Taxation des dons manuels lors des opérations de contrôle
Cass. com. 6-12-2016 n° 15-19.966
La Cour de cassation clôt le débat sur la révélation des dons manuels. La découverte d'un tel don lors d'une vérification de comptabilité - même consécutive à la réponse apportée par le contribuable à une question de l'administration - n'est pas une révélation.
Les dons manuels deviennent taxables notamment en cas de révélation par le donataire à l’administration fiscale (CGI art. 757, al. 2). Toute la question est de savoir ce qu’il faut entendre par « révélation ».
Sans refaire l'historique complet de cette question qui a fait couler beaucoup d'encre, rappelons que l'administration fiscale considère que la découverte d'un don manuel lors d'une vérification de comptabilité constitue une révélation du don (BOI-ENR-DMTG-20-10-20-10 n° 60). Cette acception élargie de la révélation, entendue au sens de révélation subie, a été celle retenue par la jurisprudence (Cass. com. 5-10-2004 n° 03-15.709). Mais, en 2013, la Cour de cassation, opérant un revirement inspiré par la Cour européenne des droits de l’Homme, a décidé dans un arrêt de principe qu'une procédure de vérification de comptabilité ne peut pas fonder l'exigibilité des droits de donation, le contribuable n'ayant rien révélé volontairement à l'administration (Cass. com. 15-1-2013 n° 12-11.642). Autrement dit, la révélation doit être spontanée et non subie. Position réitérée trois mois plus tard à propos d'une personne physique (Cass. com. 16-4-2013 n° 12-17.414).

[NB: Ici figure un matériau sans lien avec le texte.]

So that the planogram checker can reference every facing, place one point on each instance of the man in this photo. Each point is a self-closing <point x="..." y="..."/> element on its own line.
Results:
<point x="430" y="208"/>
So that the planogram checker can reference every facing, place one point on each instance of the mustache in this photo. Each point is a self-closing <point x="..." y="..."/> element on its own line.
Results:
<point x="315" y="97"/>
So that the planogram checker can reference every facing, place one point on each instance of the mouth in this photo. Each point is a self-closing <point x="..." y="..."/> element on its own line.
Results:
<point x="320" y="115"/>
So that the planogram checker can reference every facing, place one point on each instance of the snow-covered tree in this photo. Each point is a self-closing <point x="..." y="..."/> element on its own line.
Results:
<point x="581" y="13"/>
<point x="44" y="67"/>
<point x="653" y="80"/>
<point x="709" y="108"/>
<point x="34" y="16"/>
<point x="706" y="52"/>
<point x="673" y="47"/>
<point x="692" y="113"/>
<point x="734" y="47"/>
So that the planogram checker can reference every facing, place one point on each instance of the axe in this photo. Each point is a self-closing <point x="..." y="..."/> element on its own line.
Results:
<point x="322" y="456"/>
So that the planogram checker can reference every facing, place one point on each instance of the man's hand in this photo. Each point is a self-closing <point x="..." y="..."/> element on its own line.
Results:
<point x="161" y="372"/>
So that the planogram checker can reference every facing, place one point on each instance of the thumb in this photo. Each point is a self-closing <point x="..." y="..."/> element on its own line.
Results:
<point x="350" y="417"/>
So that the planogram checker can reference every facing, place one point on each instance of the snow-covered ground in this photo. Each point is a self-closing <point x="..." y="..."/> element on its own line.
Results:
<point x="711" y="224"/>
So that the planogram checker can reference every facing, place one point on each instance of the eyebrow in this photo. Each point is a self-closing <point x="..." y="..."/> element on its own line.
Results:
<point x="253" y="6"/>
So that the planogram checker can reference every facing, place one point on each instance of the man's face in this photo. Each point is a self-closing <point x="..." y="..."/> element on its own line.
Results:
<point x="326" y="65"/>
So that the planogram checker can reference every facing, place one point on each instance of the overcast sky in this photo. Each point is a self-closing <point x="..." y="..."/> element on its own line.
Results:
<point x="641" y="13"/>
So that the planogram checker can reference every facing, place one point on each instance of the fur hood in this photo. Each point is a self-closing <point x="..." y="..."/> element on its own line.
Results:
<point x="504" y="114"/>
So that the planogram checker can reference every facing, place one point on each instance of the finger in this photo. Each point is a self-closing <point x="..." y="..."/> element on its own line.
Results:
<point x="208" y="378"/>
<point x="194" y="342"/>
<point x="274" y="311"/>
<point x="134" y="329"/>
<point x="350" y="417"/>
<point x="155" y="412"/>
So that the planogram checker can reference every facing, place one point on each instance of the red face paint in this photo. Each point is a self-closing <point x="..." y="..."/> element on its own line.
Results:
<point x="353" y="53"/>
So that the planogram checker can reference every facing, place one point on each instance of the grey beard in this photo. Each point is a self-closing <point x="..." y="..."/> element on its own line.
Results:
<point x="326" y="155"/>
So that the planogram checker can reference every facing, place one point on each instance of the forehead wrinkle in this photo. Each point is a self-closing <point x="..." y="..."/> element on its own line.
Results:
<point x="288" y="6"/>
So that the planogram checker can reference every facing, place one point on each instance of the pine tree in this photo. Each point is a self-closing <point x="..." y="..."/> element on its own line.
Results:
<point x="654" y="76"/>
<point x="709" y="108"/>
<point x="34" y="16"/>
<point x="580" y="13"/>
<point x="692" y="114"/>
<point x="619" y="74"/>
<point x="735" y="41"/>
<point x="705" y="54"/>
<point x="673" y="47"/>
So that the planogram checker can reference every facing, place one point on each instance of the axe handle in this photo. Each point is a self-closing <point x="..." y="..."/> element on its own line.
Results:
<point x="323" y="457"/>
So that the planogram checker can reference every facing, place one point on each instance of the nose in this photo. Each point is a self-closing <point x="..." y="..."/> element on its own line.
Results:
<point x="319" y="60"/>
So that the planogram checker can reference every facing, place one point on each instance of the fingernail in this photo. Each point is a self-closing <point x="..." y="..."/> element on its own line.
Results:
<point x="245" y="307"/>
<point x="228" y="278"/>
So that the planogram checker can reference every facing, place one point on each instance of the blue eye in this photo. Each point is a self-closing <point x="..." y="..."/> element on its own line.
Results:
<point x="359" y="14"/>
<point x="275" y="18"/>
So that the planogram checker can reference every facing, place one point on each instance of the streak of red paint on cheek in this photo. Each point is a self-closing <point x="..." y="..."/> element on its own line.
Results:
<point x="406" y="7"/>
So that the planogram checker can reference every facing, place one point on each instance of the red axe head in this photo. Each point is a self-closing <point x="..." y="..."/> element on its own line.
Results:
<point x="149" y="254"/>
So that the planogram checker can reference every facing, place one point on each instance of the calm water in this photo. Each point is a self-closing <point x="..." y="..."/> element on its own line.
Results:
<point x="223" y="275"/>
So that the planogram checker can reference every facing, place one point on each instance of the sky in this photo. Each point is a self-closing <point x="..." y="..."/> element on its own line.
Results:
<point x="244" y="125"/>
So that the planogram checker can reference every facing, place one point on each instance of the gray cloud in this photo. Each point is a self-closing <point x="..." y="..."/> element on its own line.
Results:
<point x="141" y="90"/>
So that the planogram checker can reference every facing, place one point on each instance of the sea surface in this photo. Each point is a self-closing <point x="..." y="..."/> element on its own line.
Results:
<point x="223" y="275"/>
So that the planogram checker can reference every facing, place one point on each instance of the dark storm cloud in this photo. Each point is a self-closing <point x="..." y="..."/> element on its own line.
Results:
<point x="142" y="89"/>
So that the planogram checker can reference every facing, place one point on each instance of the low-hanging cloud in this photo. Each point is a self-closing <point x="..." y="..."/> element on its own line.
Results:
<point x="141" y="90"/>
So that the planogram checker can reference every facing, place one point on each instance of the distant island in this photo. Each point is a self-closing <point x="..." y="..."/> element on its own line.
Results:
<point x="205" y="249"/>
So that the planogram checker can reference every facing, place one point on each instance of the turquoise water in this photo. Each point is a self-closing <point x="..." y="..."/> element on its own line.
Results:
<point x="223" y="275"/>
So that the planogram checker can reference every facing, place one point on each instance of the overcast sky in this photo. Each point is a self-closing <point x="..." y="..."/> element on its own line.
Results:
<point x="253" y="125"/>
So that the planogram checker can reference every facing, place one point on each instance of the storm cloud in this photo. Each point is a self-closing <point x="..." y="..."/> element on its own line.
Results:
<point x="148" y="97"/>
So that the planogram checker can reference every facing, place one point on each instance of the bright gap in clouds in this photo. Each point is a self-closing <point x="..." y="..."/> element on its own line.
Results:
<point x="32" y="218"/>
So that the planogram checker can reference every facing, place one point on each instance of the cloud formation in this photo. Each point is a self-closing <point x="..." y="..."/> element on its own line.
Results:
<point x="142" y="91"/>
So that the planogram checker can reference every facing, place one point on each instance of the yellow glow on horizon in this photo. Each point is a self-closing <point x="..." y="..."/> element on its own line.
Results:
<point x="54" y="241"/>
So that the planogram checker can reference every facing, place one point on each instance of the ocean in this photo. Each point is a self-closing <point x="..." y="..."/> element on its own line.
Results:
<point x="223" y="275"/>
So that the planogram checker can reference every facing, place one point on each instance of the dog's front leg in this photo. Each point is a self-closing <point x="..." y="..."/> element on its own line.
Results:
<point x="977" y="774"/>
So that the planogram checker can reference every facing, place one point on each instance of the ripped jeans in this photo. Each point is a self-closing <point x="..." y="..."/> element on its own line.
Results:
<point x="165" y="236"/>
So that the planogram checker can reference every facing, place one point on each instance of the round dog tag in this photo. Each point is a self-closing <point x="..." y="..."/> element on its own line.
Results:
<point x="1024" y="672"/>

Dans l’affaire commentée, une association de diffusion de la pratique de méditation tibétaine fait l'objet d'un contrôle fiscal au cours duquel l'administration l'interroge sur la nature de certaines sommes découvertes dans sa comptabilité. L'association répond qu'il s'agit de dons manuels de ses adeptes et se voit notifier leur taxation aux droits de donation au motif qu'elle a ainsi révélé les dons litigieux à l'administration au sens de l'article 757 du CGI.
Confirmant le jugement du tribunal de grande instance de Limoges (TGI Limoges 21-10-2013 n° 12-665), la cour d'appel de la même ville (CA Limoges 26-3-2015 n° 14/00016) a considéré que la réponse de l'association à la demande de l'administration n'était pas intervenue sous la contrainte mais avait été faite spontanément. Les dons manuels en cause devaient donc selon elle être considérés comme révélés à l'administration et sont taxables.
La Cour de cassation censure l’arrêt de la cour d’appel pour violation de l’article 757 du CGI. Dans un attendu de principe, elle affirme que « la découverte d’un don manuel lors d’une vérification de comptabilité, résulterait-elle de la réponse apportée par le contribuable à une question de l’administration formée à cette occasion, ne peut constituer une révélation par le donataire au sens de l’article 757 du CGI ».
La Cour de cassation clôt ainsi le débat autour de la définition de la révélation. Les Hauts Magistrats réitèrent la solution énoncée en 2013 selon laquelle la révélation doit être volontaire et la complètent en ajoutant que la réponse du contribuable ne constitue pas une telle révélation.
Remarques
1. Jusqu’à présent, l'administration fiscale a cru devoir restreindre la portée des arrêts de la Cour de cassation de 2013, en s'appuyant sur le jugement du tribunal de grande instance de Limoges pour considérer que la découverte d'un don manuel lors d'une vérification de comptabilité vaut révélation. A la suite du présent arrêt, elle ne devrait avoir d’autre choix que de modifier sa doctrine.
2. En toute logique, la solution devrait être transposable aux personnes physiques, notamment lorsqu’elles présentent leurs relevés de comptes bancaires au cours d'un examen de situation fiscale personnelle.